Why Cheteshwar Pujara is receiving a lot of flak
Technique and resilience are the keywords that come to mind, when a batsman plays in England. Cheteshwar Pujara certainly has a lot of resilience. After playing a stint of county cricket with Yorkshire just before India’s tour to England, one felt that amongst all Indian batsman, he would have the best experience of English conditions and would be an automatic selection into the team. It was hence very surprising that he was dropped for the first test match.
Test match cricket has come a long way since the 2000s. Most of the matches played these days are getting over in less than 5 days. Consider this, between 2010 and 2015, a total of 246 test matches were played out of which 185 produced a result. Of these 185 matches, 76 matches ended in four days and 28 in three days.
This evolution of test cricket is due to a number of factors, pitches being tailored to suit home teams, touring teams performing poorly and the advent of T-20 cricket. The last factor, I believe, has played a major role in the earlier than scheduled completion of test matches.
The #3 position for any batting team is vital. If as a batsman you come in when the scoreboard reads 100/1, then the primary role is to keep the scoreboard ticking. On the other hand, if the batsman comes in at 0/1, then he must assess the conditions and play accordingly and maybe even take the attack to the opponents.
In short, play the situation on its merit. Consider the likes of Ricky Ponting and Michael Vaughan, when they would come in to bat at #3, the scoreboard always kept ticking. They have faced tough times, swinging ball, green pitches but they have also always found a way to score runs.
Michael Vaughan’s 166 at Edgbaston in 2005 Ashes series was a typical example of this. The openers and the #3. batsman lay the foundation for the team to put up a good total.
Cheteshwar Pujara’s overseas record is pretty poor. In away matches, he averages 34 and has a strike rate of 41. Consider the innings he played at Lord’s in the second test match wherein he scored 17 off 87 balls in the first innings and 1 off 25 in the second. In conditions like England where the ball nips around constantly, as a batsman whether you are at the crease playing on 100* or 0*, you can always get out with the slightest of carelessness.
In short, you are never set and the ball always dominates. In such scenarios, keeping the scoreboard ticking is vital. Intent to score is a very important characteristic for any batsman. Rewind to Ajinkya Rahane’s innings in 2014 at Lords when he scored a century in bowler friendly conditions. Rahane scored 103 off 154 balls at a strike rate of 67. This is the intent which is being spoken about here.
Coming back to Pujara’s innings at Lords, having faced 87 balls in the first innings, one would have thought that even though his strike rate is low, he would have got a feel of the conditions and identified his run scoring opportunities.
Unfortunately, he got dismissed. This emphasizes the point that run scoring at very possible opportunity is vital in seaming conditions.
As a result of T-20 cricket, batsman today, even in test matches think of scoring a run off every ball. There has been a paradigm shift in the mindset of a batsman from the earlier defend to survive mode to the present, taking the attack to the bowler mode and to use every run scoring opportunity to the fullest. This is where Pujara is at a disadvantage since he only plays test match cricket and no other format.

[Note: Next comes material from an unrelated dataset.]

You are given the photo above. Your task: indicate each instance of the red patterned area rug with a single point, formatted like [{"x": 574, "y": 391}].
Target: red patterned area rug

Pujara received a lot of flak for his slow innings and when you consider his dismissal in Trent Bridge in the first innings, he got out trying to hook a ball in the last over before lunch. This shows that he came out with an intent to score, but chose the wrong moment. During the last over before lunch, there was no need to play that shot.
I feel that there is a lack of clarity in his batting style. He is in two minds as to whether to play the role of defence and survive or to show intent and attack. He is naturally suited to the former, and ups his scoring ante once he is settled. But with modern day test cricket, wherein teams almost score at 4 runs per over right from the outset, his style is caught wanting.
The last time, I can think of a team trying just to survive was South Africa against Australia in Adelaide in 2012 when the Proteas batted out 148 overs to save a test match.
Pujara though has done very well for India in home conditions. He averages a mammoth 62 and has got 10 centuries to his name, which shows that he is a talented batsman. It would be foolish to write him off.
At the very beginning of his career, he was slated to be the next ‘Wall’. For India as well as for himself, he needs to quickly work on the tempo of his innings and come up with better scores overseas, else his spot will be under threat.
Having not made any significant contribution in India’s previous tour to South Africa as well, time could be ticking very quickly for him. The 72 off 208 balls in the second innings at Trent Bridge should give him some confidence and he would really hope to carry this momentum into the last two matches and come up with bigger scores.